Les appels à l’appareil répressif de l’État ou aux sociétés ne protégeront pas la démocratie aux États-Unis ou ailleurs. La lutte contre le fascisme ne peut être gagnée que dans la mesure où elle mobilise la classe ouvrière dans la lutte pour le socialisme. La demande que les fascistes violents qui complotent ouvertement pour instaurer une dictature bénéficient d’un accès sans entrave aux communications ne joue aucun rôle dans la construction d’un tel mouvement.

Le fait est que la censure des médias sociaux cible en grande majorité la gauche, et non la droite.

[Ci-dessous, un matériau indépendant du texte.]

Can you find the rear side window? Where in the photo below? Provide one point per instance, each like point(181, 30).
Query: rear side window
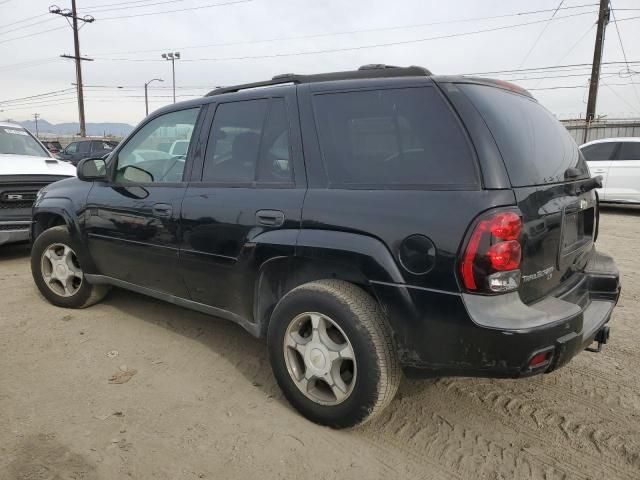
point(536, 148)
point(629, 151)
point(599, 151)
point(392, 138)
point(249, 141)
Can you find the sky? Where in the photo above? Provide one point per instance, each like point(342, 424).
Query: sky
point(224, 42)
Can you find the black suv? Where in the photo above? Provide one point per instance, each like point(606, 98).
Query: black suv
point(76, 151)
point(364, 223)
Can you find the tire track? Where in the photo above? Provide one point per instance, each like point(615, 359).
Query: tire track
point(617, 449)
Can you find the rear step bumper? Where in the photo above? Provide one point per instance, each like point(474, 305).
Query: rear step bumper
point(502, 337)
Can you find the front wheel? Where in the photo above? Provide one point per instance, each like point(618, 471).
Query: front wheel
point(332, 353)
point(57, 271)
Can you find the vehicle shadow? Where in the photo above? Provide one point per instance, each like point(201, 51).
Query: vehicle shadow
point(239, 348)
point(14, 250)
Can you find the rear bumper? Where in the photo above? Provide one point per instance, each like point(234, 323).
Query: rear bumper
point(441, 334)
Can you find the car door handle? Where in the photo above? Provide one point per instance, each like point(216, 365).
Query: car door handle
point(270, 218)
point(162, 210)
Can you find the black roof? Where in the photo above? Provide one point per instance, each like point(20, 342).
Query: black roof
point(366, 71)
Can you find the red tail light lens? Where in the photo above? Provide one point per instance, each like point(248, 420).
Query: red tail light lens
point(490, 263)
point(505, 255)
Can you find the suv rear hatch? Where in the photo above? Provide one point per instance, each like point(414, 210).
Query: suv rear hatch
point(549, 177)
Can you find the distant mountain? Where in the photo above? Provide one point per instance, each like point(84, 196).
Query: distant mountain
point(72, 128)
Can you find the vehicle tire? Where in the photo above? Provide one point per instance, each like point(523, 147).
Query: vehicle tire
point(332, 353)
point(57, 271)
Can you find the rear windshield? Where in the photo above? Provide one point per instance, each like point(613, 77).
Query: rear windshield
point(392, 138)
point(20, 142)
point(536, 148)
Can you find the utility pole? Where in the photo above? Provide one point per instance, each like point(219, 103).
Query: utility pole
point(73, 15)
point(35, 116)
point(173, 56)
point(146, 97)
point(603, 20)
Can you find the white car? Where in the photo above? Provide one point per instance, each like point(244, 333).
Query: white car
point(26, 166)
point(617, 160)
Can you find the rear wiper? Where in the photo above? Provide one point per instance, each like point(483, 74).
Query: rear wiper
point(572, 173)
point(595, 182)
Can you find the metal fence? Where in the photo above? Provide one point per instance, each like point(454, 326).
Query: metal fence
point(582, 133)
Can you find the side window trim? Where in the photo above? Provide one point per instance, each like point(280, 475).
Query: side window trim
point(112, 166)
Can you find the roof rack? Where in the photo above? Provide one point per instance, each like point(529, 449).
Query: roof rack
point(365, 71)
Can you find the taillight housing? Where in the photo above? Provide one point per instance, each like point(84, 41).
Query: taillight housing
point(490, 262)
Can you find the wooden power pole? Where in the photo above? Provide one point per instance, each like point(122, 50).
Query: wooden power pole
point(603, 20)
point(73, 15)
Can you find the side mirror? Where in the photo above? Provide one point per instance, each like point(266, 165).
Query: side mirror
point(91, 169)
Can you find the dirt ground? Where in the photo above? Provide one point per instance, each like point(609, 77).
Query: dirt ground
point(204, 404)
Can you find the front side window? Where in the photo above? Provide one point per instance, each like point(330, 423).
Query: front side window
point(248, 142)
point(392, 138)
point(71, 148)
point(599, 151)
point(144, 160)
point(629, 151)
point(18, 141)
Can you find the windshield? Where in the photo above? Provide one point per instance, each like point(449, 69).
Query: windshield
point(18, 141)
point(536, 148)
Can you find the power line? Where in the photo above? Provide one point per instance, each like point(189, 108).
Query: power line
point(624, 54)
point(526, 57)
point(346, 32)
point(233, 2)
point(23, 20)
point(360, 47)
point(31, 35)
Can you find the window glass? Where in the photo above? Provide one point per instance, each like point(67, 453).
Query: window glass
point(536, 148)
point(629, 151)
point(395, 137)
point(275, 161)
point(71, 148)
point(599, 151)
point(18, 141)
point(143, 160)
point(234, 142)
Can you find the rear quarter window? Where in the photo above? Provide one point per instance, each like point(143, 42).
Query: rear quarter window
point(536, 148)
point(393, 138)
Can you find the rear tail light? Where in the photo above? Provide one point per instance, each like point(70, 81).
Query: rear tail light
point(491, 261)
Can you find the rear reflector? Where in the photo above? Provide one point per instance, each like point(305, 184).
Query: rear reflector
point(539, 359)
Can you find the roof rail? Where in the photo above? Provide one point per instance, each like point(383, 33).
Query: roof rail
point(365, 71)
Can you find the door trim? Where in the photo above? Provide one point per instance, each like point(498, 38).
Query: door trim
point(252, 328)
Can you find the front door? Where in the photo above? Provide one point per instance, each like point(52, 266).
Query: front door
point(133, 221)
point(252, 183)
point(623, 183)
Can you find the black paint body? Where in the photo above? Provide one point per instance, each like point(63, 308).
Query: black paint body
point(212, 252)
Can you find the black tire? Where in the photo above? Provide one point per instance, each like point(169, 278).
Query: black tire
point(363, 322)
point(86, 293)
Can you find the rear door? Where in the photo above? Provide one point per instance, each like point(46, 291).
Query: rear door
point(251, 183)
point(599, 156)
point(623, 184)
point(547, 171)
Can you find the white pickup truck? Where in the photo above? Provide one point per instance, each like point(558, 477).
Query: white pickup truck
point(25, 167)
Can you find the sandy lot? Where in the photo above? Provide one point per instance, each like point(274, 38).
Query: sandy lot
point(204, 404)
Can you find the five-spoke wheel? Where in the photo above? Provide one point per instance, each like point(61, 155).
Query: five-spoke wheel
point(320, 358)
point(60, 270)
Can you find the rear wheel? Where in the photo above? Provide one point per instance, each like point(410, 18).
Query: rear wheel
point(332, 354)
point(57, 271)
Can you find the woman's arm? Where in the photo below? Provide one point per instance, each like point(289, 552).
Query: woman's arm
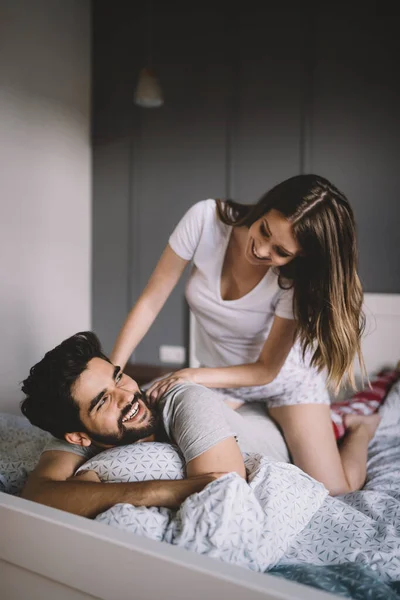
point(308, 432)
point(160, 285)
point(272, 357)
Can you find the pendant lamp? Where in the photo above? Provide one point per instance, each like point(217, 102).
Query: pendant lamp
point(148, 93)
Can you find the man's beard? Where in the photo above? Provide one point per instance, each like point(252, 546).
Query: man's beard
point(131, 436)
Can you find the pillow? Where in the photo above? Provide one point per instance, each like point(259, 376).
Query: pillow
point(21, 445)
point(137, 462)
point(365, 402)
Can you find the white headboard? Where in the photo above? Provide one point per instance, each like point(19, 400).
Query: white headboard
point(381, 342)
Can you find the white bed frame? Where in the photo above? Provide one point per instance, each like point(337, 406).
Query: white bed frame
point(48, 554)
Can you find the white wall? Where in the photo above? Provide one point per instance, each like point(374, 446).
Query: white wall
point(45, 174)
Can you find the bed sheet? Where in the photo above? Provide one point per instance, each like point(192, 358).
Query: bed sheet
point(281, 519)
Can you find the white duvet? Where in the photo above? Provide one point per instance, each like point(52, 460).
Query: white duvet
point(282, 516)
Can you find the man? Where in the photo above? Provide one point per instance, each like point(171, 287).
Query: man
point(88, 405)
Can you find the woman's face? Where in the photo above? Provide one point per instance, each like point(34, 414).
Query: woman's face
point(271, 242)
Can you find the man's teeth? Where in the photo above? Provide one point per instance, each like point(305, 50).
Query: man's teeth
point(255, 253)
point(132, 413)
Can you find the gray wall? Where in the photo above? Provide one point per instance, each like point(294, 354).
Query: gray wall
point(252, 96)
point(45, 175)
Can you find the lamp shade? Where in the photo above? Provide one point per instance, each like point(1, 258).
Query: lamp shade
point(148, 92)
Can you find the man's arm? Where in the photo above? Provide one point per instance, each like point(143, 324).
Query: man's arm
point(53, 483)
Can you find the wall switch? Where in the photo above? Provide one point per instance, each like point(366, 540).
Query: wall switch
point(173, 354)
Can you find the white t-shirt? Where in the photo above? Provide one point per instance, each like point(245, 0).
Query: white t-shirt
point(230, 332)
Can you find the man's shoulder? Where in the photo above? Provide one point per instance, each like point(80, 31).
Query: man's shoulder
point(54, 444)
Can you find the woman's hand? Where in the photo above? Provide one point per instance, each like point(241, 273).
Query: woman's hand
point(162, 386)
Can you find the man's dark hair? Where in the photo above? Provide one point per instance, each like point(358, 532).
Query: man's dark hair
point(49, 403)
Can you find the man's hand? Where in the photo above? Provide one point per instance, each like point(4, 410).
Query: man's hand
point(85, 476)
point(162, 386)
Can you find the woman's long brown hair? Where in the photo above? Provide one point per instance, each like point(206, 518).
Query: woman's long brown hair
point(327, 293)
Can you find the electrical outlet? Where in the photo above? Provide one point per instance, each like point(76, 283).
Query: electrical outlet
point(173, 354)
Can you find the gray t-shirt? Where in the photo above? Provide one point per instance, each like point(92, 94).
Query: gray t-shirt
point(196, 419)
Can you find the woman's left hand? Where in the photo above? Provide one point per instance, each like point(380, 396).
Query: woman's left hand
point(162, 386)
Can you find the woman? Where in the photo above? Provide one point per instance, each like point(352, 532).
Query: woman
point(275, 291)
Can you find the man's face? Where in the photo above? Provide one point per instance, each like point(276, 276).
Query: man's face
point(111, 407)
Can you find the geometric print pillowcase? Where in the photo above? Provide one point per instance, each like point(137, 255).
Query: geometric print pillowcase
point(21, 445)
point(143, 461)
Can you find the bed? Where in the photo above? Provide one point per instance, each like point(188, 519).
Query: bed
point(48, 553)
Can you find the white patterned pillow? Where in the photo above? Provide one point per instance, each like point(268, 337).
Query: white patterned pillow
point(137, 462)
point(21, 445)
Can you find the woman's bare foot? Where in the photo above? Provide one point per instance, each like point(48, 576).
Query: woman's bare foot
point(368, 422)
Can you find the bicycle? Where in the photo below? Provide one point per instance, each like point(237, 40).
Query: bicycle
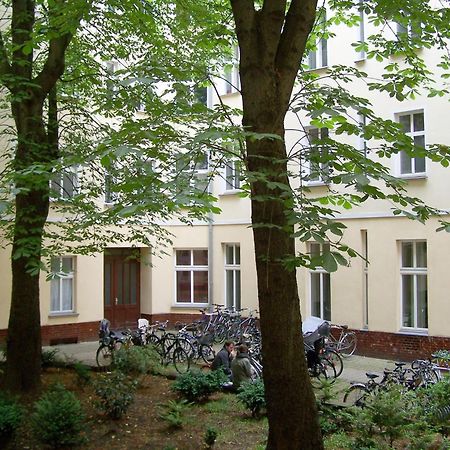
point(109, 342)
point(345, 343)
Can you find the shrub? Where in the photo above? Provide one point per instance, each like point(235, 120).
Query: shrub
point(197, 386)
point(137, 360)
point(172, 412)
point(49, 358)
point(116, 393)
point(210, 437)
point(252, 396)
point(58, 418)
point(11, 414)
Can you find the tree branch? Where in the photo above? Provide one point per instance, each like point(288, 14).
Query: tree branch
point(299, 22)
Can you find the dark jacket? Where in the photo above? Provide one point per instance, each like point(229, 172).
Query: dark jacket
point(241, 369)
point(222, 361)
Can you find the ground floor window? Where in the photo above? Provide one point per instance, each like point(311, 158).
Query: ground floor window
point(61, 290)
point(191, 276)
point(320, 286)
point(414, 285)
point(233, 276)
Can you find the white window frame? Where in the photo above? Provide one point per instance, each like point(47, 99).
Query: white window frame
point(59, 277)
point(320, 180)
point(361, 36)
point(412, 134)
point(232, 81)
point(322, 274)
point(415, 272)
point(59, 178)
point(192, 269)
point(235, 268)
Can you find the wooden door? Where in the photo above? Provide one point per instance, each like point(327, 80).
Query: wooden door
point(122, 287)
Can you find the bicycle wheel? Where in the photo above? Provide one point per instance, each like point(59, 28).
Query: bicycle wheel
point(104, 356)
point(181, 360)
point(335, 360)
point(356, 395)
point(318, 374)
point(347, 346)
point(207, 353)
point(329, 368)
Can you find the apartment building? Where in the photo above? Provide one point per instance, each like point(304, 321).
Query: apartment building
point(395, 297)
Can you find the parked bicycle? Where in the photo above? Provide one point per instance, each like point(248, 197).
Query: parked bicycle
point(109, 342)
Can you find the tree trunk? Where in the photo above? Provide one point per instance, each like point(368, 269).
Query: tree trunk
point(23, 364)
point(291, 405)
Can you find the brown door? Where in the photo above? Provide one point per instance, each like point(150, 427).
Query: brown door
point(122, 287)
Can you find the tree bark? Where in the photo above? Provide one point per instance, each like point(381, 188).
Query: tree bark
point(23, 364)
point(271, 44)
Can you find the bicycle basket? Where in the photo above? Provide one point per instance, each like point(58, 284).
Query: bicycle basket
point(104, 330)
point(206, 339)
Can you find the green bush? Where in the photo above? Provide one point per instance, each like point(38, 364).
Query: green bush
point(137, 360)
point(58, 418)
point(49, 358)
point(197, 386)
point(116, 393)
point(252, 396)
point(172, 412)
point(11, 414)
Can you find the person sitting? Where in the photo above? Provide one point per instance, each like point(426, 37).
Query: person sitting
point(241, 368)
point(222, 361)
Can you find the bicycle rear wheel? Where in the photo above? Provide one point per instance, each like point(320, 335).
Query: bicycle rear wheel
point(347, 346)
point(335, 360)
point(207, 353)
point(356, 395)
point(181, 360)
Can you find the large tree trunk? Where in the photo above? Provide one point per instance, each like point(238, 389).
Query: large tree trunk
point(271, 43)
point(23, 365)
point(293, 420)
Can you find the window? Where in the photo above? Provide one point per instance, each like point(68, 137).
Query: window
point(232, 175)
point(233, 276)
point(192, 176)
point(361, 31)
point(61, 289)
point(414, 289)
point(413, 125)
point(320, 285)
point(64, 184)
point(407, 30)
point(318, 57)
point(318, 170)
point(191, 275)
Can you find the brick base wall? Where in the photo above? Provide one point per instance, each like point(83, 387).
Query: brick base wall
point(65, 334)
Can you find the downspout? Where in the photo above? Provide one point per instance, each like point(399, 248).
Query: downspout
point(210, 219)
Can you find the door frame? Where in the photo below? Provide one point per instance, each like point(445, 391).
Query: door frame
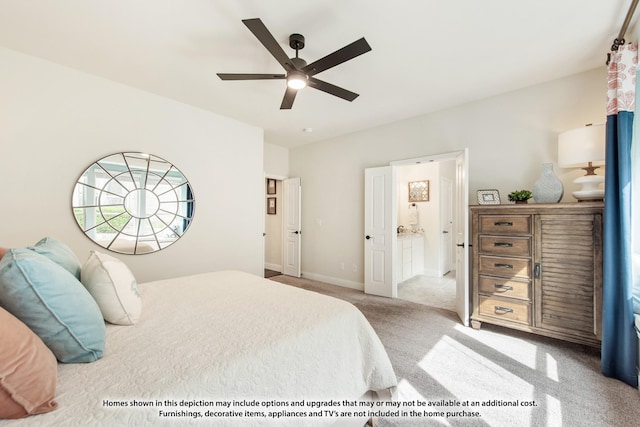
point(462, 210)
point(264, 223)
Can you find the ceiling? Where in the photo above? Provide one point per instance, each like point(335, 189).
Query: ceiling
point(427, 55)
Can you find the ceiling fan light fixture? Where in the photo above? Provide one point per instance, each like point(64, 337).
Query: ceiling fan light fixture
point(296, 80)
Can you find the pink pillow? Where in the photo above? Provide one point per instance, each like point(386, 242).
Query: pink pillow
point(28, 370)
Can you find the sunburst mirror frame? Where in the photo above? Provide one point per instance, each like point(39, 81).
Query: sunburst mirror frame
point(133, 203)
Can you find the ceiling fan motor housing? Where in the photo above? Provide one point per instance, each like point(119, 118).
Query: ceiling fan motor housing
point(296, 41)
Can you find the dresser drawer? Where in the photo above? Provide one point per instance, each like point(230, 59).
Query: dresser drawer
point(505, 267)
point(506, 309)
point(505, 245)
point(505, 287)
point(505, 224)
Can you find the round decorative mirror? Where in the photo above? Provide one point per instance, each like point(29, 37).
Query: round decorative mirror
point(133, 203)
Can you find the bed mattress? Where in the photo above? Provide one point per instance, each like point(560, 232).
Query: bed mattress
point(218, 337)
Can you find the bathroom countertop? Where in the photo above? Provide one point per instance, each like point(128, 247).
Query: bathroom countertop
point(406, 234)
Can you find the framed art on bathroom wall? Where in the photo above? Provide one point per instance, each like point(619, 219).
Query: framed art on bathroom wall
point(419, 191)
point(271, 186)
point(271, 205)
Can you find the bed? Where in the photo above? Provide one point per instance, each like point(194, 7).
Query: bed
point(207, 340)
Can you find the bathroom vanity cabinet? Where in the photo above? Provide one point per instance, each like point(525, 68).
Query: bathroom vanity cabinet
point(410, 257)
point(538, 268)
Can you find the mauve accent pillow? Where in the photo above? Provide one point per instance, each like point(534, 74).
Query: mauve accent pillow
point(113, 286)
point(53, 304)
point(59, 253)
point(28, 371)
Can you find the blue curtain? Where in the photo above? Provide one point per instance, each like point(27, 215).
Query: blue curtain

L’année dernière, le PDG de Google, Sundar Pichai, a admis que l’entreprise censurait le World Socialist Web Site, et le WSWS demeure enterré dans les résultats de recherche pour «socialisme», «socialiste», «trotskisme» et «lutte des classes», alors qu’il est universellement reconnu comme la source la plus fiable sur ces questions.

Pendant des mois, Facebook a bloqué le partage d’un article du WSWS s’opposant à la théorie conspirationniste selon laquelle la COVID-19 était une arme biologique fabriquée en Chine, et quiconque a tenté de partager l’article a été averti ou suspendu. Les principaux membres du comité éditorial du World Socialist Web Site, dont le rédacteur en chef américain Niles Niemuth, ont été suspendus de Facebook sans aucune raison.

Greenwald et ses copenseurs, tout en condamnant la prétendue violation par Facebook de la liberté d’expression de Trump, n’ont fait aucune mention de la censure en cours du World Socialist Web Site. En fait, en novembre, Chris Hedges a carrément refusé, en réponse à un appel du président du comité éditorial international du WSWS, David North, de faire une déclaration pour s’opposer à la suspension du compte Twitter des Étudiants et jeunes internationalistes pour l’égalité sociale (IYSSE), affirmant qu’il était trop occupé.

Le World Socialist Web Site a des personnalités bien plus importantes à défendre que l’aspirant dictateur fasciste Donald Trump. Nous continuerons à dénoncer la censure des sites web et des organisations de gauche, antiguerre et socialistes. Et nous continuerons à faire tout ce qui est en notre pouvoir pour faire connaître le sort des journalistes emprisonnés, comme Julian Assange, des travailleurs et des scientifiques persécutés comme Rebekah Jones qui sont attaqués parce qu’ils s’opposent aux politiques homicides des gouvernements capitalistes.